Paul Otte, who plays the organ and leads the choir Peace Lutheran Church in Hutchinson, said he hadn't even heard of Mike Huckabee before last summer.
But then he saw an Internet clip from the June 5 Republican debate in New Hampshire. Huckabee was asked to explain whether he believed the story of God creating the earth, as related in the book of Genesis, was literally true.
"I believe there's a God who was active in the creation process," Huckabee said. "Now, how did he do it and when did he do it and how long did it take, I don't honestly know. And I don't think knowing that would make me a better or a worse president. But I'll you what I can tell the country: If they want a president who doesn't believe in God, there's probably plenty of choices. But if I'm selected as president of this country, they'll have one who believes in those words."
Otte was impressed.
"His response I thought was really positive," he said. "That was the first time I sort of pricked my ear and was intrigued by what he had to say."
Otte said he continues to like the things he hears from Huckabee, especially his consistent opposition to abortion.
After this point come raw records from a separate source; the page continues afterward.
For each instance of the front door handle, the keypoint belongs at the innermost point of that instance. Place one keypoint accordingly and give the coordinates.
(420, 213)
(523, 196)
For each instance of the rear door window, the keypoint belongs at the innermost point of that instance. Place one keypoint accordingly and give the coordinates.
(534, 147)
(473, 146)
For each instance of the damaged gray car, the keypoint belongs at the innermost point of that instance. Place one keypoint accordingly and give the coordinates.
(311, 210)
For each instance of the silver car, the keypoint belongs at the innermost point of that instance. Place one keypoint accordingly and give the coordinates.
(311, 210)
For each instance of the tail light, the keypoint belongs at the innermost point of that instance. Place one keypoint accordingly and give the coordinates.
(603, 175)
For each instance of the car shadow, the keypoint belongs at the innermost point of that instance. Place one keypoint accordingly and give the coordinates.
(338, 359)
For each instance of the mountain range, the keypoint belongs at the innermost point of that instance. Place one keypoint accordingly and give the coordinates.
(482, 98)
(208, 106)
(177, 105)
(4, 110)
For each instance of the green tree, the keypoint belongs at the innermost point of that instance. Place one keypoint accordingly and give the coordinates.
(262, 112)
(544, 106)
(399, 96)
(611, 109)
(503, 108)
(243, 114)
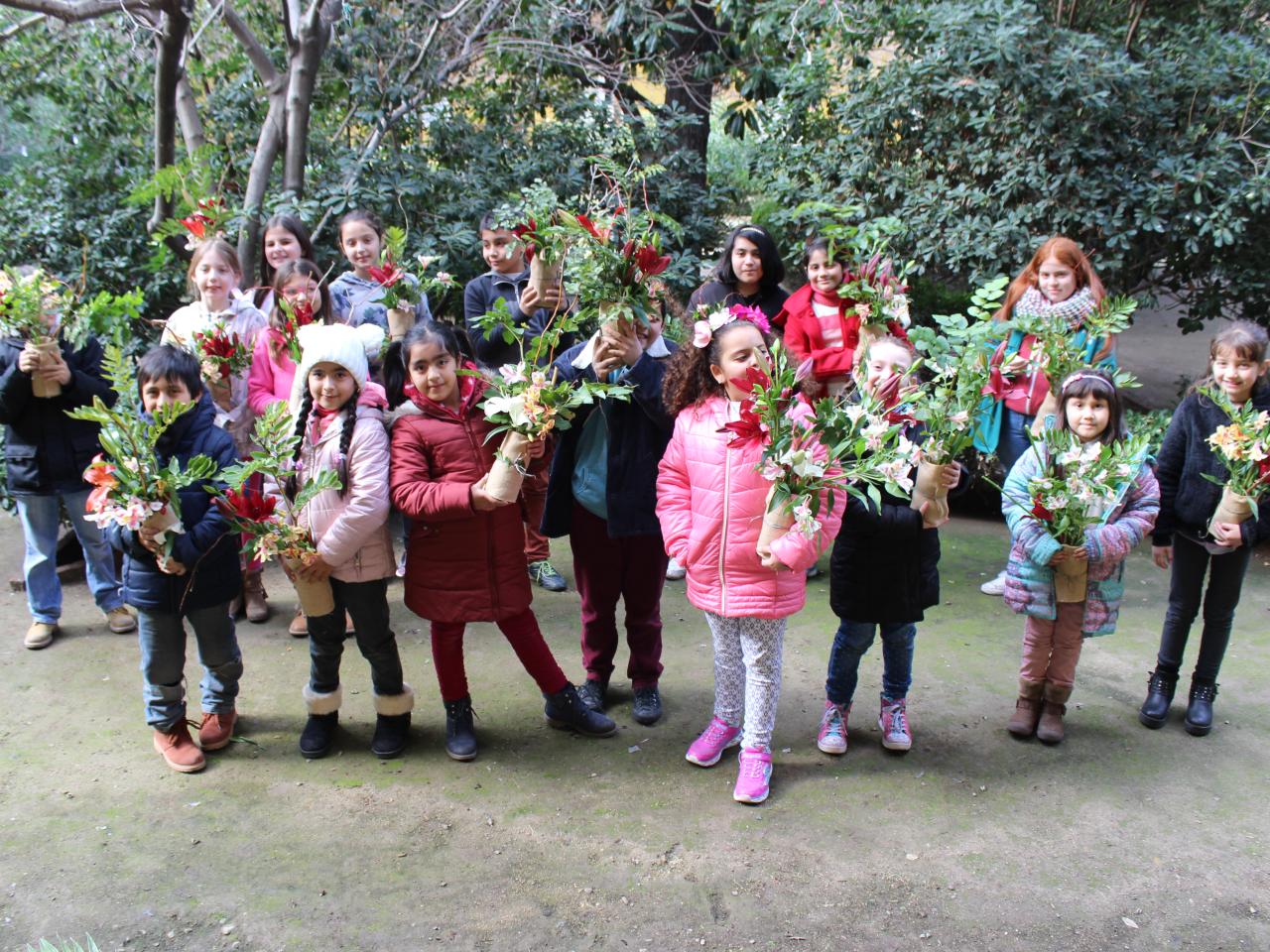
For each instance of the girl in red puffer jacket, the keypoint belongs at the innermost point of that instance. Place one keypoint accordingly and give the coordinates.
(465, 558)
But Otte's support probably won't do much for Huckabee when Minnesotans hold their precinct caucuses on Feb. 5.
Otte calls himself an independent, who leans left on issues like gun control and taxes, and he doesn't see himself voting in either party's precinct caucus.
Fran Egeland, who lives in north-central Minnesota's Ideal Township, is thinking about caucusing for the first time this year. And if she does, she's definitely backing Huckabee. She said he's the best candidate to fix the serious problems she sees facing the U.S.
"We're in deep trouble as a nation morally, spiritually, financially, even politically," she said. "People are crying for decent leadership -- for people who have backbone and a spine, who what they mean and mean what they say and then do it."
"We're in deep trouble as a nation morally, spiritually, financially, even politically."
Egeland said it's important to her that the next president shares her strong Christian faith.
"Those types of things will affect your worldview, how you relate to people, your honesty as a politician," she said. "It's going to be the central thing about your person."
And that's one reason Egeland really isn't comfortable with former Massachusetts Gov. Mitt Romney, who came in second in last night's Iowa caucuses and got significantly less support than Huckabee from evangelical voters.
"I'm not saying he couldn't operate well, but the Mormonism is a concern a little bit to me, yes, if I'm honest" she said.
But not all evangelical Christians have been so inspired by Huckabee. Rebecka VanderWerf, an attorney who lives in Maple Grove and attends the Evangelical Free Church there, admits that she hasn't been following the campaign all that closely. She's not thrilled with any of her choices, yet either. While Paul Otte and Fran Egeland praised Huckabee's communication skills, VanderWerf has not been impressed.
"I guess he just seems to me to be awfully impressed with himself," she said. "He doesn't come across to me as someone who has the right personality to lead a nation. I mean, he may do very well at the state level, but not, personally I don't believe at the national level."
One longtime political observer says it's no surprise there's disagreement.
"I think trying to peg evangelical Christians is like trying to peg African-Americans. Everybody's different and they think for themselves," said former Minnesota Republican Gov. Al Quie.
Quie said he's been hearing some positive things about Mike Huckabee from his fellow evangelicals. He's watched politicians try to appeal to the evangelical movement for more than two decades.
"Until Reagan came they were pretty much in quietude, and then they became engaged in the political arena, and everybody's been trying to figure them out since," he said.
Quie said he hasn't officially signed up with any of the Republican candidates, but he said Huckabee is the one he likes the best right now.